Samantha se puso en pie y Jack hizo lo mismo. Con tacones, solamente era un par de centímetros más baja que él. Jack dio la vuelta a su mesa y le tendió la mano.

– Déjale tu número de teléfono a la señorita Wycliff. El departamento de recursos humanos te llamará mañana a primera hora.

Samantha le estrechó la mano y, tal y como le había ocurrido al llegar, Jack sintió un cosquilleo seguido de una sensación de calor en la anatomía que había debajo de su cinturón.

Diez años después de haberse acostado con ella, Samantha Edwards tenía la capacidad de ponerlo de rodillas. Sexualmente hablando, claro. No tenía ninguna intención de que ella se diera cuenta. La relación que había entre ellos ahora era puramente laboral.

– ¿Cuándo puedes empezar? -le preguntó acompañándola a la puerta.
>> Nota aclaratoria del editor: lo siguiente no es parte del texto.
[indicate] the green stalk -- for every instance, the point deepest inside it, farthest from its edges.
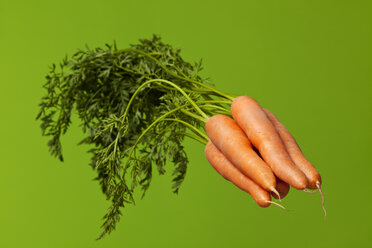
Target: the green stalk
(189, 126)
(227, 96)
(203, 141)
(142, 86)
(204, 120)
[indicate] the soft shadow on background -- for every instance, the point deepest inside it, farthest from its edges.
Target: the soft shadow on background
(307, 61)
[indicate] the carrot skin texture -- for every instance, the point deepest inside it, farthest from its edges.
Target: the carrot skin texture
(230, 139)
(295, 152)
(282, 188)
(263, 135)
(226, 169)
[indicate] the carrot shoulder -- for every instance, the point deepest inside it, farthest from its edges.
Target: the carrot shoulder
(263, 135)
(230, 139)
(224, 167)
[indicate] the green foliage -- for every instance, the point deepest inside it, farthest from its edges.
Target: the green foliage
(125, 99)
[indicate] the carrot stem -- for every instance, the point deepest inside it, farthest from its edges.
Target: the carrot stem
(189, 126)
(203, 141)
(309, 191)
(277, 204)
(204, 120)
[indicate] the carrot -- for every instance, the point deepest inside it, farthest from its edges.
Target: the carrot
(263, 135)
(282, 188)
(294, 151)
(224, 167)
(228, 137)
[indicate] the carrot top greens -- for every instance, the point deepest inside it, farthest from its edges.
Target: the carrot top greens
(136, 106)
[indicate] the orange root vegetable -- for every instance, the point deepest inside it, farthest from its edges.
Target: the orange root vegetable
(260, 131)
(282, 188)
(295, 152)
(230, 139)
(224, 167)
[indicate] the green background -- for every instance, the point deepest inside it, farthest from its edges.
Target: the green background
(307, 61)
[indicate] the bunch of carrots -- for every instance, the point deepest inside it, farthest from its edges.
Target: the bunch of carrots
(137, 105)
(257, 153)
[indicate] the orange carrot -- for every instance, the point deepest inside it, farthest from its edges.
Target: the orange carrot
(282, 188)
(228, 137)
(294, 151)
(263, 135)
(224, 167)
(312, 175)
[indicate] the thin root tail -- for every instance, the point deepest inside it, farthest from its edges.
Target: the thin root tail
(276, 193)
(321, 195)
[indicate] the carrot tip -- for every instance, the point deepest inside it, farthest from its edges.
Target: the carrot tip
(277, 204)
(276, 193)
(321, 194)
(310, 192)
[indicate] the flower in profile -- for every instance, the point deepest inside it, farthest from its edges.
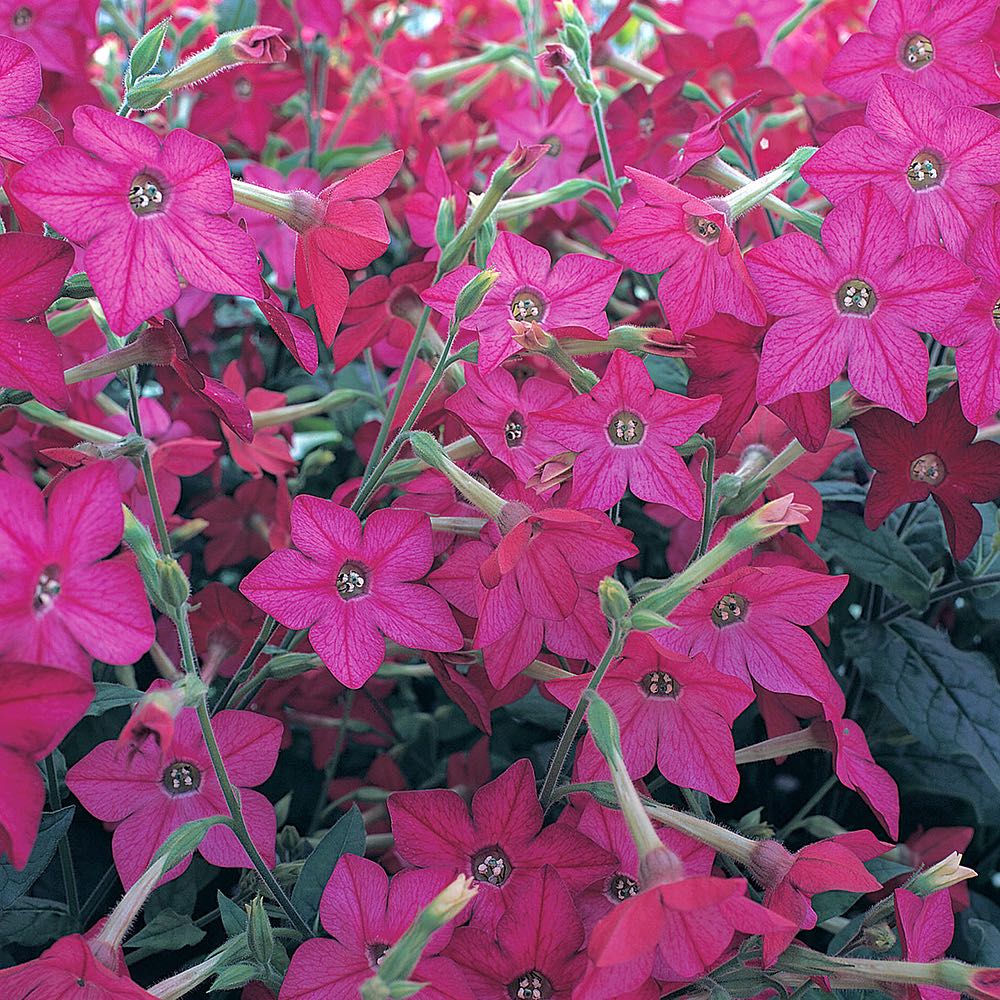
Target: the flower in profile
(938, 46)
(61, 601)
(625, 432)
(354, 588)
(152, 792)
(859, 300)
(366, 914)
(38, 707)
(572, 292)
(159, 205)
(937, 457)
(665, 228)
(936, 163)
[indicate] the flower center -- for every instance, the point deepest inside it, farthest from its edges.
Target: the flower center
(626, 428)
(513, 430)
(46, 590)
(353, 580)
(531, 985)
(658, 685)
(145, 196)
(621, 887)
(856, 298)
(731, 609)
(918, 51)
(924, 172)
(181, 777)
(491, 865)
(527, 306)
(928, 469)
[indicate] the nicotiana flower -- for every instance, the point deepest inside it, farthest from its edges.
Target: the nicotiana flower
(59, 602)
(934, 458)
(861, 299)
(665, 228)
(937, 163)
(625, 431)
(354, 589)
(572, 292)
(939, 46)
(148, 794)
(145, 209)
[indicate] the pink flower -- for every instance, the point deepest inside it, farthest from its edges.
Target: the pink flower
(32, 271)
(572, 292)
(625, 431)
(860, 300)
(936, 163)
(502, 837)
(366, 914)
(504, 415)
(938, 46)
(59, 602)
(38, 707)
(749, 625)
(352, 590)
(535, 950)
(149, 796)
(144, 209)
(665, 228)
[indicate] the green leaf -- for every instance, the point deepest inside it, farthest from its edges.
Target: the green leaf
(347, 836)
(878, 557)
(14, 883)
(946, 697)
(167, 931)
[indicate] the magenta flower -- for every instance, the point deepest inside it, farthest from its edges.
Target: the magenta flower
(352, 590)
(32, 271)
(502, 837)
(366, 914)
(504, 416)
(22, 136)
(149, 794)
(38, 707)
(938, 46)
(676, 712)
(625, 431)
(749, 624)
(145, 209)
(572, 292)
(535, 950)
(59, 602)
(665, 228)
(860, 300)
(935, 162)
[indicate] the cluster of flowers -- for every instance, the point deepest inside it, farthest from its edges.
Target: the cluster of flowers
(546, 284)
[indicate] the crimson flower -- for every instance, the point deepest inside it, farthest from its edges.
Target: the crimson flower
(934, 458)
(625, 432)
(149, 794)
(937, 163)
(59, 602)
(38, 707)
(676, 712)
(32, 271)
(861, 300)
(499, 836)
(352, 590)
(145, 209)
(665, 228)
(572, 292)
(938, 46)
(366, 915)
(535, 950)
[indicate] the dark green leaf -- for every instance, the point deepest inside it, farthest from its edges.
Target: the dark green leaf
(347, 836)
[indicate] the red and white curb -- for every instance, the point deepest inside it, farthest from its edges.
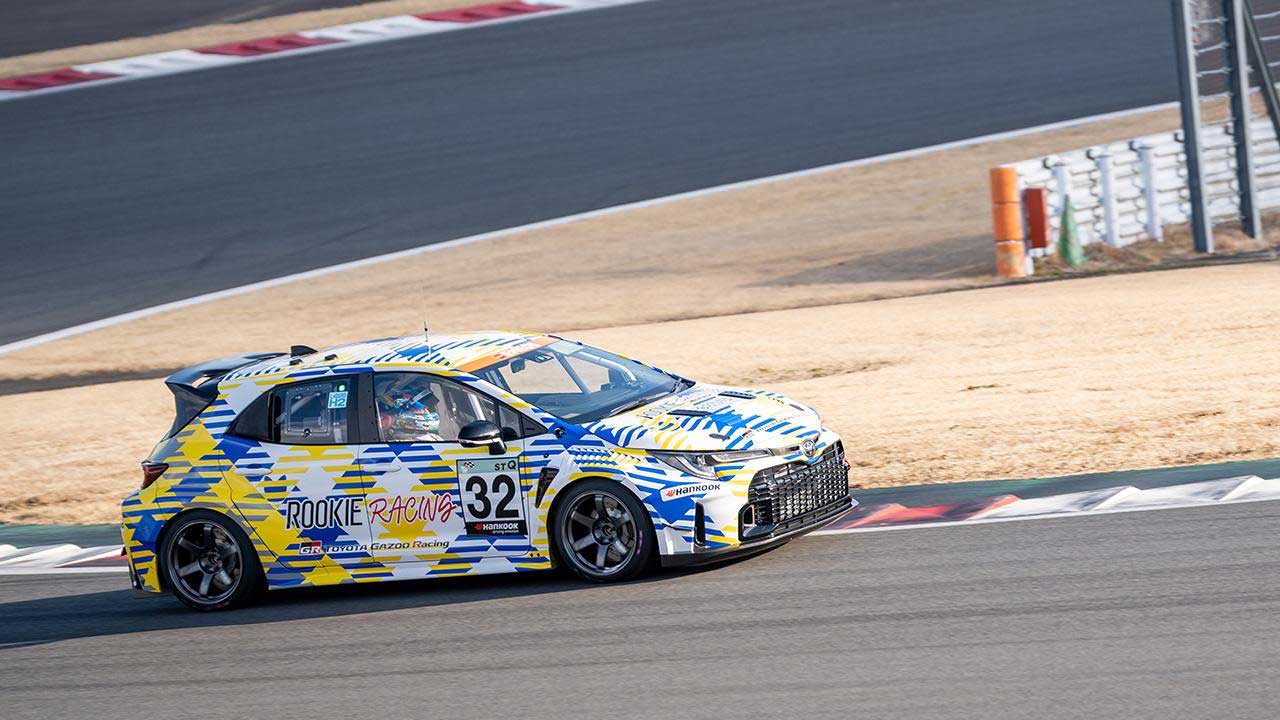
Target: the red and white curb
(69, 559)
(307, 41)
(62, 559)
(1006, 507)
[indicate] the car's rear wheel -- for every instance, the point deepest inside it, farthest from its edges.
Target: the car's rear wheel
(603, 532)
(209, 563)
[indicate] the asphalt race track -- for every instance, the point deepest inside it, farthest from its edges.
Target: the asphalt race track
(1160, 614)
(129, 195)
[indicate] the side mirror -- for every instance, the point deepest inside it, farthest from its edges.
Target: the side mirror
(483, 433)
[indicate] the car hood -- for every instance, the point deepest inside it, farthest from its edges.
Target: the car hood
(708, 418)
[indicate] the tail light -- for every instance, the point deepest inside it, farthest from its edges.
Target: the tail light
(151, 473)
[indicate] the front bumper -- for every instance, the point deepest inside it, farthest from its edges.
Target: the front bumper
(794, 528)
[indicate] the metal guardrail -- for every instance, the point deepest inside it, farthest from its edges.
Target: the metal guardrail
(1127, 191)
– La semana que viene -contestó Samantha.

– Muy bien. Me gusta tener una reunión con los empleados todos los martes por la mañana. Espero contar contigo para la próxima.

– Jack, quiero que sepas que estoy encantada con esta oportunidad y que mi intención es que mi fichaje sea bueno para la empresa.

– No lo dudo.

Samantha lo miró a los ojos.

– ¿Sabes? Yo sí tenía mis dudas, no sabía si me ibas a considerar para el puesto. Lo digo por nuestro pasado.

Jack fingió que no sabía de lo que le estaba hablando.

– ¿Lo dices porque nos conocemos de la universidad?

– No -contestó Samantha.

Jack esperó.

Samantha se sonrojó, pero no bajó la mirada.

– Lo digo por lo que sucedió aquella noche entre nosotros. Cuando… -carraspeó-. Bueno, ya sabes…

– Agua pasada -dijo Jack.

Lo cierto era que nunca había sido un hombre de estar constantemente rememorando el pasado. Ni siquiera las ocasiones especiales; ni siquiera si esa ocasión especial había sido una noche que lo había hecho creer en los milagros.

Posiblemente, porque cuando había amanecido se había enterado de que los sueños eran para los tontos y de que los milagros no existían.